During the opening keynote to Build 2021, Microsoft CEO Satya Nadella spoke about using a new version of Windows. "I’ve been self hosting it over the past several months, and I’m incredibly excited about the next generation of Windows," Nadella told attendees.
We now know that this was hinting towards Windows 11, bringing a new look, a focus on gaming, and a completely redesigned Microsoft Store.
When it comes to a release name, Microsoft tends to apply either a month or a season to the updates for Windows 10. If indeed Windows 10 21H2 does arrive in October, for example, Microsoft could well name it the Windows 10 October 2021 Update.
New icons for Windows 10 21H2 ‘Sun Valley’
In the latest Insider dev channels, there are already countless icons that have seen a redesign, giving most of these the most dramatic changes in looks since Windows 7.
However, Microsoft's design team are also looking for a new font, asking users to pick from five fonts to replace Calibri.
It was speculated that 'Sun Valley' was going to bring forth a whole new look for Windows 10, to completely refresh the user interface as we closed out 2021.
However, it looks as though this new look is only being applied to the icons, with the rest of the new look being reserved for Windows 11.
New OS features for Windows 10 21H2 ‘Sun Valley’
Windows 10 updates are about much more than just visual flair and 21H2 is set to be no exception.

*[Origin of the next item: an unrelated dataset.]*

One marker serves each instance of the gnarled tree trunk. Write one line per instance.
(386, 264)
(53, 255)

There will be several changes underneath that aren’t user-facing, as always, and a number that will be.
Microsoft is reported to be focusing a large effort on the user experience in Windows 10 21H2, and one of the earliest examples is the News & Interests widget on the Taskbar. It’s expected that other lifestyle features like this may appear in 21H2.
It has also been reported that Microsoft will be including battery usage statistics in 21H2 in the Settings app. Smartphones have had this sort of feature for many years but it has, for some reason, eluded Windows. Laptop users should be able to track their battery usage in detail from Windows 10 21H2.

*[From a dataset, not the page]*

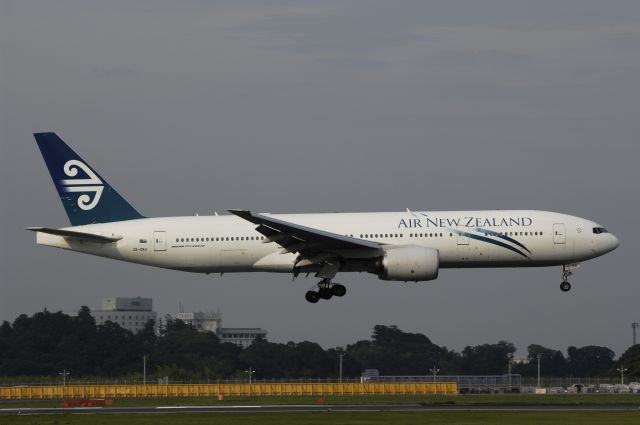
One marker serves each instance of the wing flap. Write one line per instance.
(77, 234)
(303, 238)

Other rumored features include the ability to uninstall most of the pre-installed Microsoft apps, improvements to snap assist for external displays, and a dashboard for your Microsoft Account that lives in the taskbar. Additionally, recent test builds have suggested that the taskbar and the File Explorer process may, finally, be getting separated.

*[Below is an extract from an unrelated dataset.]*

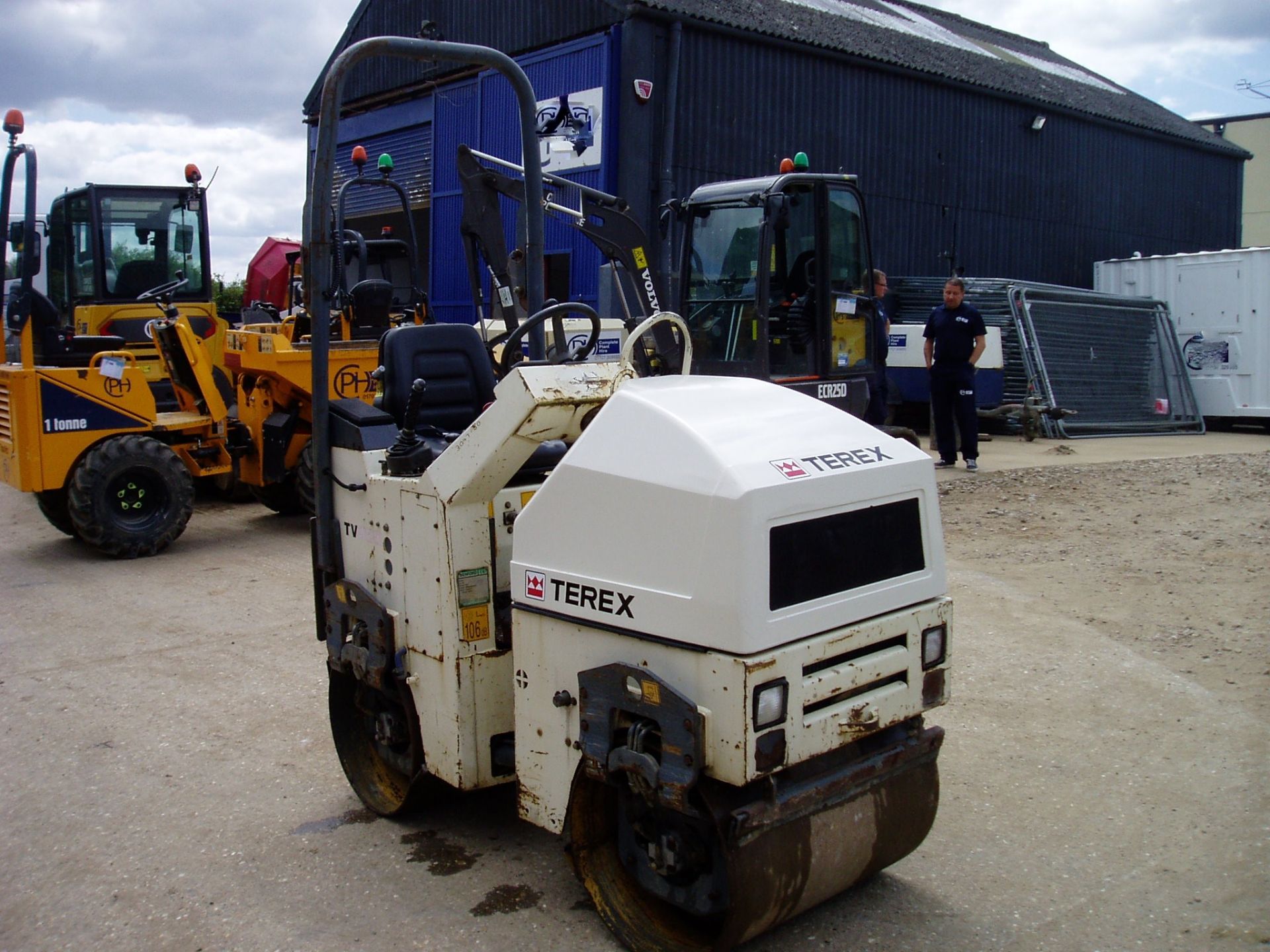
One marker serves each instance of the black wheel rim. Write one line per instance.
(138, 498)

How to test the Windows 10 21H2 Update before launch
Before Microsoft pushes out any big update to Windows 10 it passes through the various channels in the Windows Insider Program. There are various channels in the Insider Program which relate to how far ahead of time you’ll be able to test new features, with the most cutting edge being the ‘Dev Channel’, targeted at the most technical users.
The ‘Beta Channel’ is likely to be the first place a full Windows 10 21H2 build will start life and for many is the best one to follow. These will be reliable builds tied to a future release with updates validated by Microsoft. Closer to launch, Windows 10 21H2 will hit the ‘Release Preview Channel’ which is the most stable of all in the Insider Program. Builds released to this channel are supported by Microsoft.
If you’re not yet in the Windows Insider Program and you’d like to start testing future updates early you can enrol right from the Settings app on your PC. Head to the ‘Update & Security section, then select ‘Windows Insider Program’ and choose the channel you want to join. You will then begin receiving updates through ‘Windows Update’ on your PC corresponding to the channel you joined.
With Build 2021 having showcased new features for Visual Studio and Teams, it looks as though there'll be solid support for Windows 10 in the years to come.